L’unique allié potentiel du PiS, le parti populiste Kukiz’15, est en perte de vitesse, et réalise un score de 6,3 %.

Selon M. Dudek, « il n’est pas exclu que l’on assiste à une correction du cours de la politique du gouvernement dans l’année qui suit, ou du moins à une atténuation de la propagande. La stratégie d’une rhétorique extrêmement agressive n’a visiblement pas fonctionné ». Dans les derniers jours de campagne, un spot électoral annonçant une « déferlante migratoire » en cas de retour de l’opposition au pouvoir a créé une indignation généralisée, de par son caractère ouvertement xénophobe et de son montage sur la base d’images manipulées.

Seuil symbolique dépassé

A l’issue de cette campagne d’une longueur et d’une intensité sans précédent, largement rythmée par le débat national, le taux de participation a grimpé à 51,3 % – dépassant le seuil symbolique de la moitié des inscrits pour la première fois depuis la chute du communisme. Le fossé électoral qui sépare les villes et les campagnes s’est confirmé. A l’échelle nationale, dans les grandes villes, la Coalition civique a récolté 46 % des voix, contre 22 % pour le PiS. Les campagnes ont, quant à elles, voté à 39,3 % pour le PiS et à 13,5 % pour les libéraux.
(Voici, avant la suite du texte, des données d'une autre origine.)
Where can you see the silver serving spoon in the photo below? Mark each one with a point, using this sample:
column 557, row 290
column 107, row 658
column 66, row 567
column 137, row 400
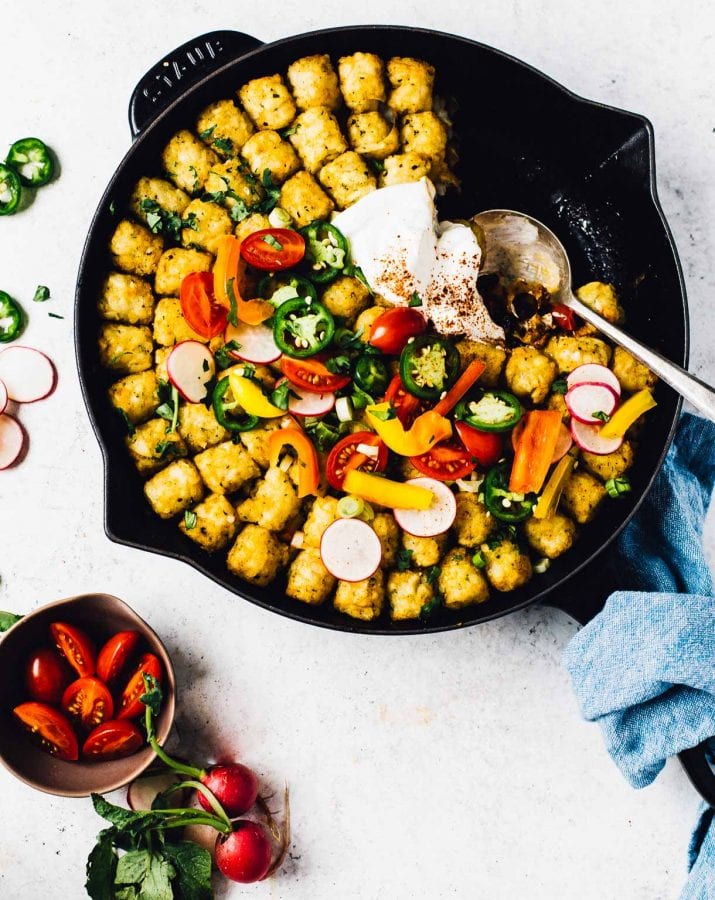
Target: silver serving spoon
column 521, row 246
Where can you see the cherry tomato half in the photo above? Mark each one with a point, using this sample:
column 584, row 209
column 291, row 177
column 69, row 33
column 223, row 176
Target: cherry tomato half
column 345, row 456
column 87, row 702
column 199, row 307
column 75, row 646
column 47, row 675
column 130, row 705
column 312, row 375
column 487, row 447
column 445, row 462
column 271, row 249
column 114, row 655
column 406, row 405
column 391, row 331
column 111, row 740
column 49, row 728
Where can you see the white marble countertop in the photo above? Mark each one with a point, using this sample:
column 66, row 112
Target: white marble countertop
column 432, row 767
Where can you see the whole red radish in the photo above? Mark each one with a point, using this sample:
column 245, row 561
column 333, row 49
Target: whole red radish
column 245, row 854
column 235, row 787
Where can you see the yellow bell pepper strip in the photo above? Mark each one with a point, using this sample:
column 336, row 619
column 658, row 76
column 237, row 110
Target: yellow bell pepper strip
column 535, row 451
column 427, row 430
column 385, row 492
column 308, row 468
column 460, row 387
column 550, row 496
column 627, row 413
column 229, row 281
column 251, row 398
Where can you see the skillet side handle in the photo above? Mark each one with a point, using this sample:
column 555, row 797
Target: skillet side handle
column 181, row 69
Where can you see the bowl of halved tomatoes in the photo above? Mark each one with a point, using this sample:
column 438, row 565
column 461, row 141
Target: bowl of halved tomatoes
column 72, row 677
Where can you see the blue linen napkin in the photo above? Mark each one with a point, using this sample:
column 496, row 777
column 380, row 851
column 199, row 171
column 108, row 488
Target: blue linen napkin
column 644, row 668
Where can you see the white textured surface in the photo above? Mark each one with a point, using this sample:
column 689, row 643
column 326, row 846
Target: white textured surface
column 436, row 767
Mais le PiS a échoué dans un de ses principaux objectifs : faire chuter le parti paysan PSL et s’approprier son électorat en vue des législatives. Avec un score de 23,7 % dans les campagnes, ce dernier garde une influence notable, alors que certains prédisaient sa fin au profit du parti de Jaroslaw Kaczynski. Le chef incontesté de la majorité, que l’on disait affaibli à la suite d’une maladie, s’est beaucoup engagé dans la campagne, multipliant les déplacements. A un an des législatives, le parti ultraconservateur, qui paraissait jusque-là inébranlable, semble coupé dans son élan.